Melt the butter in the pan and incorporate the diced shallot with a pinch of marjoram for 5 minutes (the shallot should become brown and creamy). Beat the eggs and add the pepper and salt. Then the onion, the nettles, the chopped chives. Put a tablespoon of oil in the pan and heat it.
At this point, take a tablespoon of the mixture and pour it into the pan trying to stem the sides to compact it. Sprinkle with Parmesan. Cook on both sides. The part with the Parmesan will be golden.

Dill and chive muffins
x 8 muffins

250 gr flour 00
1 egg
200 ml of milk
3 tablespoons of oil
1 tablespoon Cypriot Pyramid smoked coarse salt (flakes, crumble)
5 strands of chives
two sprigs of dill
5 mint leaves

How to do
Put the flour in the bowl. In between the egg, milk, oil, salt. Work with a fork and add nettles, dill and mint. Take the muffin molds, I use the silicone ones that are not greasy. Bake at 190 degrees for 40 minutes.
Et voila!


Blog presentation

The Vagabonde Recipes blog it is not a food photography blog But say kitchen, the smell of smoke and images the scent of the kitchen is preferred is a recipe binder that I have found and read here and there, on the web, in print, by some chefs, friends I've met and other bloggers with whom I exchange recipes.

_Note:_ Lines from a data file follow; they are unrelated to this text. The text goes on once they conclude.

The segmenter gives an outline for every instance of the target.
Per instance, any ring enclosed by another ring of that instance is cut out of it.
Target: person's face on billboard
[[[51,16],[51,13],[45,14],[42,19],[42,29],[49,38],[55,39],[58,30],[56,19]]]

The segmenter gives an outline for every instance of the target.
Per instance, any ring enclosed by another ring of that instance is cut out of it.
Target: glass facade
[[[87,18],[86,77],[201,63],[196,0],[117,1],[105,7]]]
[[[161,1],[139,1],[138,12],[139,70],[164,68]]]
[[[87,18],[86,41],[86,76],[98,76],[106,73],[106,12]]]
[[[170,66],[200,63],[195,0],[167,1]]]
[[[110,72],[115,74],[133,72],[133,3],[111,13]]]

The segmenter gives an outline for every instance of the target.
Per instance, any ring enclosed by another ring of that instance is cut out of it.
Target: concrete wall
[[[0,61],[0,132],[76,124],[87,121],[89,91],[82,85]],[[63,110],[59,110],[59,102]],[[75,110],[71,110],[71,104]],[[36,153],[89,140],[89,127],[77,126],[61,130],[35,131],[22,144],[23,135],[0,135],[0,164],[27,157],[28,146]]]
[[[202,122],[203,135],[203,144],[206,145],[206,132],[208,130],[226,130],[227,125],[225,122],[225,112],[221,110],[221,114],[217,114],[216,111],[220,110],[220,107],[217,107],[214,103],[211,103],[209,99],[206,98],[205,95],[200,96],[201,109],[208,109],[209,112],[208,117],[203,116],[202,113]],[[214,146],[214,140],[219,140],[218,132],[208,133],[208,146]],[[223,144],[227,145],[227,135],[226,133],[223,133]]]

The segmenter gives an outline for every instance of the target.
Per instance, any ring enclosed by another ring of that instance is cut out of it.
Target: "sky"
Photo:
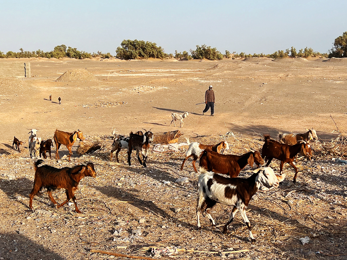
[[[174,53],[205,44],[253,54],[293,46],[327,52],[347,31],[345,0],[0,0],[0,51],[65,44],[116,54],[124,39]]]

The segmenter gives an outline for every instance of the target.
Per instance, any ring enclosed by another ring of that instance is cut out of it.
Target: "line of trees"
[[[191,49],[190,50],[190,54],[185,51],[181,53],[178,52],[176,50],[175,51],[174,55],[172,53],[168,54],[165,53],[164,49],[160,46],[157,46],[156,44],[155,43],[137,40],[124,40],[121,43],[121,46],[117,48],[116,57],[119,59],[126,60],[148,59],[151,58],[163,59],[174,57],[176,59],[184,59],[186,60],[206,59],[211,60],[221,60],[223,58],[235,59],[251,57],[267,57],[273,59],[287,57],[307,58],[310,56],[318,56],[329,58],[347,58],[347,32],[345,32],[342,36],[339,36],[335,39],[333,44],[333,47],[329,50],[329,53],[321,53],[315,52],[312,48],[307,48],[307,47],[304,49],[301,49],[298,52],[297,52],[296,49],[292,46],[290,50],[287,49],[285,51],[279,50],[272,54],[264,54],[261,53],[260,54],[254,53],[253,54],[247,54],[244,52],[241,52],[239,54],[234,52],[232,53],[230,53],[229,51],[226,50],[225,54],[223,54],[217,48],[203,44],[201,46],[197,45],[196,49],[195,50]],[[0,58],[42,57],[60,59],[67,57],[80,59],[90,58],[92,57],[99,57],[103,59],[113,57],[109,52],[103,53],[101,52],[98,51],[96,53],[93,52],[92,54],[83,51],[78,51],[76,48],[73,48],[70,46],[67,48],[66,46],[64,45],[56,46],[53,51],[50,52],[44,52],[40,50],[35,51],[24,51],[22,48],[19,49],[19,50],[20,51],[18,52],[8,51],[6,54],[0,51]]]

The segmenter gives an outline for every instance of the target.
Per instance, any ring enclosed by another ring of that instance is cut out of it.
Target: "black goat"
[[[132,132],[130,133],[128,149],[128,163],[129,165],[131,165],[130,160],[132,151],[133,150],[136,150],[136,155],[137,156],[138,161],[144,167],[147,167],[146,161],[147,159],[148,151],[150,149],[150,144],[153,141],[153,133],[151,131],[151,129],[150,129],[149,131],[144,129],[146,132],[143,136],[134,133]],[[143,162],[141,161],[140,158],[140,151],[141,151],[141,153],[142,155]]]

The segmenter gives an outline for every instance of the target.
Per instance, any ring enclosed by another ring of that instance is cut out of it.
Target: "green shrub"
[[[335,39],[333,44],[333,47],[329,51],[329,58],[347,58],[347,32]]]
[[[206,59],[210,60],[223,59],[223,54],[217,51],[216,48],[206,46],[205,44],[201,47],[197,45],[196,49],[195,51],[191,49],[190,52],[192,57],[194,59]]]
[[[158,58],[164,59],[167,55],[160,46],[155,43],[144,41],[123,40],[116,51],[116,57],[126,60]]]

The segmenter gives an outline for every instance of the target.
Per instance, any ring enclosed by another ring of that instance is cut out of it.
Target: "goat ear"
[[[81,171],[78,172],[79,173],[81,173],[84,172],[85,171],[86,168],[87,167],[87,166],[86,166],[85,165],[83,165],[83,164],[82,164],[82,168],[81,169]]]
[[[248,164],[251,167],[253,167],[253,164],[254,163],[254,158],[253,157],[253,155],[251,154],[249,155],[249,157],[248,158]]]

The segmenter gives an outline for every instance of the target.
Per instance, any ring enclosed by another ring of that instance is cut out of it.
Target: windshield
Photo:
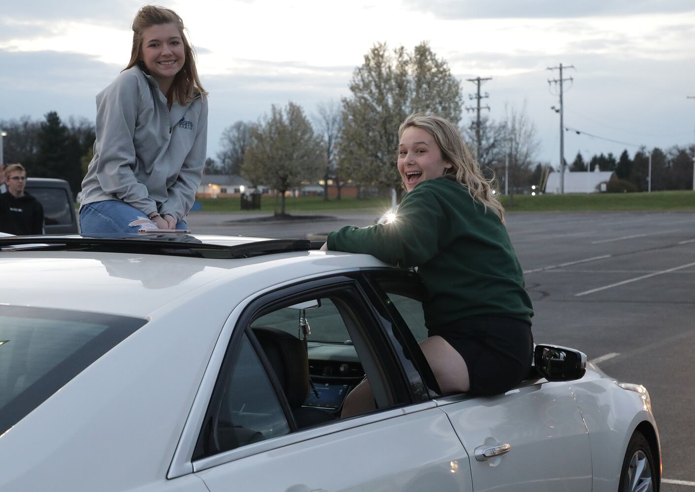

I have customized many of them, others simplified some of them, I publish them and I create them as they are, some of them are mine, mind you I have no claim to be neither chef, neither a cook, nor a magazine editor, nor a photographer, I am just simply a cooking enthusiast who likes to repeat and experiment recipes and preparations, vagabond recipes is a public diary of what I prepare in the kitchen.